The bank said in a note to investors today that it will provide updates on the stocks it covers more frequently, moving to a weekly rebalancing from a monthly rebalancing. Goldman said this will lead to a higher turnover in the valuation of companies with up-to-date analysis.

On the back of the adjustment, WPP plc (LON:WPP) moved into Goldman’s top quantile valuation basket on 12 March from the second quantile following a 10% decline in its share price two days earlier. Under the old methodology of monthly rebalancing, WPP would have remained outside the top quantile for all of March.

The group is also streamlining the number of sector categories used in its ranking of stocks. “With this change, the total number of sectors falls from 53 to 25,” Goldman said.

“These adjustments to the methodology increase the ‘freshness’ of data used in constructing our IP scores and, as a result, we see more extreme moves in our IP factors.”

For instance Dutch company ASML Holding has was listed in the top quantile returns basket because it had higher IP returns than other semiconductor stocks.

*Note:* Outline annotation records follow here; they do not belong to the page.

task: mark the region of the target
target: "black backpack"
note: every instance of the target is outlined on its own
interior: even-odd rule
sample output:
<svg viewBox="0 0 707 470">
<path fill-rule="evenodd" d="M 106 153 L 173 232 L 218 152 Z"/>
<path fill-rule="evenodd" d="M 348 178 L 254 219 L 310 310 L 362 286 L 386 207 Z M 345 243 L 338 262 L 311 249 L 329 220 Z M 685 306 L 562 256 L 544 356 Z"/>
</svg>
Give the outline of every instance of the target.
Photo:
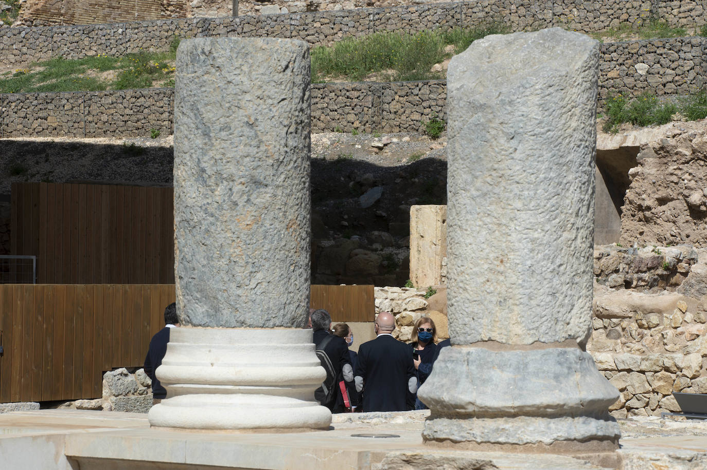
<svg viewBox="0 0 707 470">
<path fill-rule="evenodd" d="M 334 364 L 332 363 L 332 360 L 327 355 L 327 353 L 324 351 L 324 349 L 327 347 L 327 344 L 333 337 L 332 335 L 327 335 L 322 340 L 322 342 L 317 345 L 317 350 L 315 351 L 317 357 L 319 358 L 319 361 L 322 363 L 322 367 L 327 371 L 327 378 L 324 380 L 319 388 L 314 391 L 314 397 L 319 402 L 320 404 L 327 407 L 330 407 L 329 405 L 333 404 L 337 397 L 337 375 L 334 370 Z"/>
</svg>

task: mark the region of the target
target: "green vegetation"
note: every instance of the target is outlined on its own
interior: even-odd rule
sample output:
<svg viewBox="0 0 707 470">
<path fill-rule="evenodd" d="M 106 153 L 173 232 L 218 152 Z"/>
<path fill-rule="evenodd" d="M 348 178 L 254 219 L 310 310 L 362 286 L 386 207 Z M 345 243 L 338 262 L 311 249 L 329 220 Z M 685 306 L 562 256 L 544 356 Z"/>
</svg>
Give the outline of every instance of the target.
<svg viewBox="0 0 707 470">
<path fill-rule="evenodd" d="M 425 123 L 425 133 L 432 139 L 438 139 L 444 131 L 444 121 L 433 116 L 432 119 Z"/>
<path fill-rule="evenodd" d="M 609 97 L 606 104 L 604 132 L 617 132 L 619 126 L 630 122 L 637 126 L 665 124 L 677 112 L 689 121 L 707 117 L 707 89 L 683 98 L 679 104 L 661 103 L 654 95 L 644 93 L 636 97 Z"/>
<path fill-rule="evenodd" d="M 173 52 L 56 57 L 0 76 L 0 92 L 99 91 L 164 86 L 174 76 Z"/>
<path fill-rule="evenodd" d="M 10 8 L 0 11 L 0 21 L 6 25 L 11 25 L 17 19 L 17 16 L 20 13 L 20 0 L 4 1 Z"/>
<path fill-rule="evenodd" d="M 686 35 L 687 30 L 684 28 L 673 28 L 666 22 L 657 18 L 651 18 L 638 28 L 628 23 L 622 23 L 617 28 L 589 33 L 589 35 L 600 41 L 609 38 L 620 41 L 631 37 L 638 39 L 679 37 Z"/>
<path fill-rule="evenodd" d="M 681 104 L 680 114 L 688 121 L 707 117 L 707 88 L 703 88 L 700 92 L 684 98 Z"/>
<path fill-rule="evenodd" d="M 440 78 L 443 73 L 430 71 L 432 66 L 461 52 L 477 39 L 506 32 L 500 23 L 491 23 L 473 28 L 415 34 L 385 32 L 346 38 L 331 47 L 312 48 L 312 81 L 358 81 L 375 73 L 380 73 L 381 80 Z"/>
</svg>

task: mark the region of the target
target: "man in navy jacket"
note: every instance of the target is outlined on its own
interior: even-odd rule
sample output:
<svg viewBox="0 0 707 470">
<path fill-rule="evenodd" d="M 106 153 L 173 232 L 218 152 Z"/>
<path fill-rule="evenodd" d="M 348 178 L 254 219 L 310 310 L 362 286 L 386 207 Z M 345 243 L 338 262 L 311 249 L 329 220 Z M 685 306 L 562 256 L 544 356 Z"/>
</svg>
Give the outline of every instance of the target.
<svg viewBox="0 0 707 470">
<path fill-rule="evenodd" d="M 373 329 L 378 337 L 358 347 L 356 386 L 363 392 L 363 411 L 404 411 L 411 394 L 417 392 L 417 377 L 410 347 L 392 337 L 395 318 L 378 314 Z"/>
<path fill-rule="evenodd" d="M 167 352 L 167 343 L 170 342 L 170 329 L 178 326 L 177 306 L 173 302 L 165 308 L 165 327 L 155 333 L 155 336 L 150 340 L 150 348 L 147 351 L 145 364 L 143 366 L 145 373 L 152 379 L 152 398 L 155 404 L 167 397 L 167 390 L 155 377 L 155 370 L 162 364 L 162 359 Z"/>
</svg>

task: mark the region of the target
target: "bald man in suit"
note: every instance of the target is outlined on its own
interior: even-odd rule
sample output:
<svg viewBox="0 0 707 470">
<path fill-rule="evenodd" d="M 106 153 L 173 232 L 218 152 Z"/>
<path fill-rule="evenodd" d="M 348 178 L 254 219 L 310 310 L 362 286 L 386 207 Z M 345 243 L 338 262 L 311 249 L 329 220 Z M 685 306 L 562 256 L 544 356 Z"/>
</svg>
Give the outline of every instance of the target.
<svg viewBox="0 0 707 470">
<path fill-rule="evenodd" d="M 373 329 L 375 339 L 358 347 L 356 390 L 363 392 L 363 411 L 404 411 L 417 392 L 417 377 L 410 347 L 393 337 L 395 318 L 378 314 Z M 414 399 L 413 399 L 413 402 Z"/>
</svg>

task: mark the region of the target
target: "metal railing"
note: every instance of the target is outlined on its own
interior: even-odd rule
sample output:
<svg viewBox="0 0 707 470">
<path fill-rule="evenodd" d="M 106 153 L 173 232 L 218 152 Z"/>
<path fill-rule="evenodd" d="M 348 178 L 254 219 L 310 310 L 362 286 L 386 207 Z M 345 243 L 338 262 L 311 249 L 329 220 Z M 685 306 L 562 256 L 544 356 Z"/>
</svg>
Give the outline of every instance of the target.
<svg viewBox="0 0 707 470">
<path fill-rule="evenodd" d="M 37 284 L 37 257 L 0 255 L 0 284 Z"/>
</svg>

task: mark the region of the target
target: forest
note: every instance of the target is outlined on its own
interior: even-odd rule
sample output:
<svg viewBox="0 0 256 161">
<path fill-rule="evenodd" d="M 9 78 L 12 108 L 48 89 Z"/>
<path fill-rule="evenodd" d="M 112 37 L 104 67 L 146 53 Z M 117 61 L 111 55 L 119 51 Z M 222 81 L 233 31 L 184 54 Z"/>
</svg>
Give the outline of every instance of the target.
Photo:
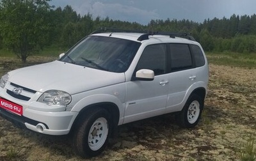
<svg viewBox="0 0 256 161">
<path fill-rule="evenodd" d="M 44 47 L 68 49 L 100 27 L 147 31 L 191 34 L 205 51 L 256 53 L 256 15 L 236 15 L 221 19 L 151 20 L 140 22 L 93 19 L 81 15 L 68 5 L 51 6 L 51 0 L 2 0 L 0 1 L 0 49 L 8 49 L 22 61 Z"/>
</svg>

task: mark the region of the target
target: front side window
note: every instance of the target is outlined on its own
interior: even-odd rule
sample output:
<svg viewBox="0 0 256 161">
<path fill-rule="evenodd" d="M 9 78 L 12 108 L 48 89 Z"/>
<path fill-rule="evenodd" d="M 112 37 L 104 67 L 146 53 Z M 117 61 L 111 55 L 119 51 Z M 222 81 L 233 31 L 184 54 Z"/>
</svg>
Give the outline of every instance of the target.
<svg viewBox="0 0 256 161">
<path fill-rule="evenodd" d="M 188 44 L 170 44 L 171 70 L 177 71 L 192 67 L 192 59 Z"/>
<path fill-rule="evenodd" d="M 155 75 L 164 74 L 166 71 L 166 50 L 164 44 L 147 46 L 138 63 L 137 71 L 149 69 L 154 72 Z"/>
<path fill-rule="evenodd" d="M 124 72 L 141 43 L 111 37 L 88 36 L 60 61 L 113 72 Z"/>
</svg>

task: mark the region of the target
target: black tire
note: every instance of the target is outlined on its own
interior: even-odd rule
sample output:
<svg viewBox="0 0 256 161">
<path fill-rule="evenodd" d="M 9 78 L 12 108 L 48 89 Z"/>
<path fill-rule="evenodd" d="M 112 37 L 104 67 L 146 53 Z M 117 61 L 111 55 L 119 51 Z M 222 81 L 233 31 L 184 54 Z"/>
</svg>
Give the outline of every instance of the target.
<svg viewBox="0 0 256 161">
<path fill-rule="evenodd" d="M 182 110 L 176 115 L 176 121 L 180 127 L 193 128 L 198 123 L 204 109 L 204 100 L 192 94 Z"/>
<path fill-rule="evenodd" d="M 96 107 L 87 111 L 76 125 L 72 145 L 76 153 L 83 158 L 99 155 L 105 149 L 111 130 L 109 114 Z"/>
</svg>

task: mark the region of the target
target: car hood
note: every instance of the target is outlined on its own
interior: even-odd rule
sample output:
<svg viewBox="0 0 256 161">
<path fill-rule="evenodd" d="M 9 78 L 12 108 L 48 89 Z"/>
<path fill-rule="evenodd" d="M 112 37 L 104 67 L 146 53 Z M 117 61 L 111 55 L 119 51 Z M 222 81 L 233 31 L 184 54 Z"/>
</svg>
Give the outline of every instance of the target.
<svg viewBox="0 0 256 161">
<path fill-rule="evenodd" d="M 113 73 L 59 61 L 9 72 L 9 81 L 40 92 L 62 90 L 70 95 L 125 82 L 124 73 Z"/>
</svg>

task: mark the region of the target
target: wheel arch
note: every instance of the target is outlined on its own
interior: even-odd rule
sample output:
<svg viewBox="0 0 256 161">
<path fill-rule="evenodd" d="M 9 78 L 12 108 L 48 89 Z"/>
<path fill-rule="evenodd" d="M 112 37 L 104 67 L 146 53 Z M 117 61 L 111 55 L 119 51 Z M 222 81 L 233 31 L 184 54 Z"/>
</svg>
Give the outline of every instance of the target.
<svg viewBox="0 0 256 161">
<path fill-rule="evenodd" d="M 70 132 L 72 132 L 79 126 L 79 123 L 84 117 L 86 117 L 86 114 L 90 114 L 90 112 L 95 108 L 102 108 L 109 112 L 110 114 L 110 118 L 112 123 L 112 130 L 110 132 L 110 137 L 116 137 L 117 134 L 117 126 L 120 119 L 120 111 L 118 107 L 112 102 L 100 102 L 91 105 L 88 105 L 84 107 L 80 111 L 78 115 L 76 118 L 72 126 L 70 129 Z"/>
<path fill-rule="evenodd" d="M 190 94 L 190 95 L 196 95 L 198 96 L 199 96 L 200 97 L 201 97 L 202 98 L 203 100 L 204 100 L 204 99 L 205 98 L 206 96 L 206 89 L 204 88 L 198 88 L 196 89 L 195 89 Z"/>
</svg>

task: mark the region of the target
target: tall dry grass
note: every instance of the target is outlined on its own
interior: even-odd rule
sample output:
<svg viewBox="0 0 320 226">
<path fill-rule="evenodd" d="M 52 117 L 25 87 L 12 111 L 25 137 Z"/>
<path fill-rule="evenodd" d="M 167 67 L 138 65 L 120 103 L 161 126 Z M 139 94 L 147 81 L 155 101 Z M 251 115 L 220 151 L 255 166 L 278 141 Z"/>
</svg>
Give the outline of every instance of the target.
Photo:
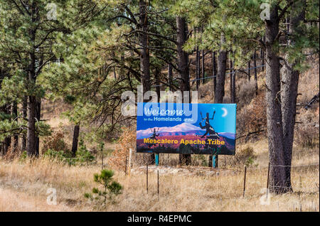
<svg viewBox="0 0 320 226">
<path fill-rule="evenodd" d="M 267 184 L 265 143 L 253 146 L 259 165 L 249 168 L 242 197 L 243 168 L 149 167 L 149 192 L 145 167 L 137 166 L 130 176 L 115 171 L 124 186 L 116 203 L 106 211 L 319 211 L 319 165 L 292 168 L 294 193 L 271 195 L 270 205 L 262 205 Z M 309 154 L 307 153 L 309 151 Z M 319 151 L 295 147 L 293 164 L 318 163 Z M 95 205 L 84 198 L 97 185 L 93 173 L 100 166 L 68 166 L 46 158 L 0 161 L 0 210 L 90 211 Z M 156 193 L 156 171 L 160 172 L 160 194 Z M 46 204 L 47 189 L 57 190 L 58 205 Z M 16 203 L 16 204 L 14 204 Z"/>
</svg>

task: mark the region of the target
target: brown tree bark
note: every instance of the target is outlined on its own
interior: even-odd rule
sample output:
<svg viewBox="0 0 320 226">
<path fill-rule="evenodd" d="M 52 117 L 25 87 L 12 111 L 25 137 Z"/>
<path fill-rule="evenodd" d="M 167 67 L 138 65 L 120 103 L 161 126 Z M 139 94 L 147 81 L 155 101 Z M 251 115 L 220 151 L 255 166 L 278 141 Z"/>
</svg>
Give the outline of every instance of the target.
<svg viewBox="0 0 320 226">
<path fill-rule="evenodd" d="M 36 7 L 37 2 L 33 1 L 30 5 L 30 11 L 31 12 L 31 22 L 36 23 L 38 18 L 38 9 Z M 28 36 L 31 43 L 36 45 L 36 28 L 31 28 L 28 31 Z M 28 54 L 28 80 L 30 84 L 29 88 L 33 88 L 36 85 L 36 49 L 33 48 L 30 50 Z M 37 109 L 37 100 L 34 95 L 28 97 L 28 129 L 27 129 L 27 153 L 28 156 L 35 156 L 36 154 L 36 118 Z"/>
<path fill-rule="evenodd" d="M 216 53 L 212 52 L 212 76 L 213 76 L 213 93 L 215 93 L 215 87 L 217 86 L 217 63 Z"/>
<path fill-rule="evenodd" d="M 180 75 L 180 90 L 190 92 L 190 82 L 188 68 L 188 54 L 183 50 L 184 43 L 187 39 L 187 24 L 186 19 L 183 17 L 177 16 L 176 18 L 177 27 L 177 51 L 178 51 L 178 70 Z M 183 96 L 183 95 L 182 95 Z M 190 96 L 190 95 L 189 95 Z M 183 102 L 186 102 L 183 99 Z M 188 100 L 190 102 L 190 99 Z M 191 163 L 191 155 L 179 154 L 179 163 L 188 165 Z"/>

The company has been removed from the basket and replaced by higher tech names, including Aveva and Sage, after Goldman decided to use a broader technology sector definition that includes communications technology, hardware, IT services, semiconductors and software.

Measures used for calculating IP scores..

Goldman calculates IP returns using an average return on equity, return on capital employed, and cash return on the amount invested in each stock. The top quantile includes stocks with the highest 20% returns within their sector. The bottom quantile are stocks with the lowest 20% returns.

Growth is calculated using an average of a company’s sales, underlying earnings (EBITDA) and earnings per share growth.

The valuation of a stock is worked out using an average price-earnings ratio, price-to-book ratio, dividend yield, enterprise value divided by EBITDA, enterprise value divided by free cash flow and enterprise value divided by debt adjusted cash flow.

The integrated score is calculated as an aggregate score based on returns, growth and valuation.

Goldman determines volatility by the standard deviation of daily total returns over a trailing 12-month period.

The balance sheet of a stock is calculated using net debt to EBITDA, while the size of the company is achieved using market capitalisation.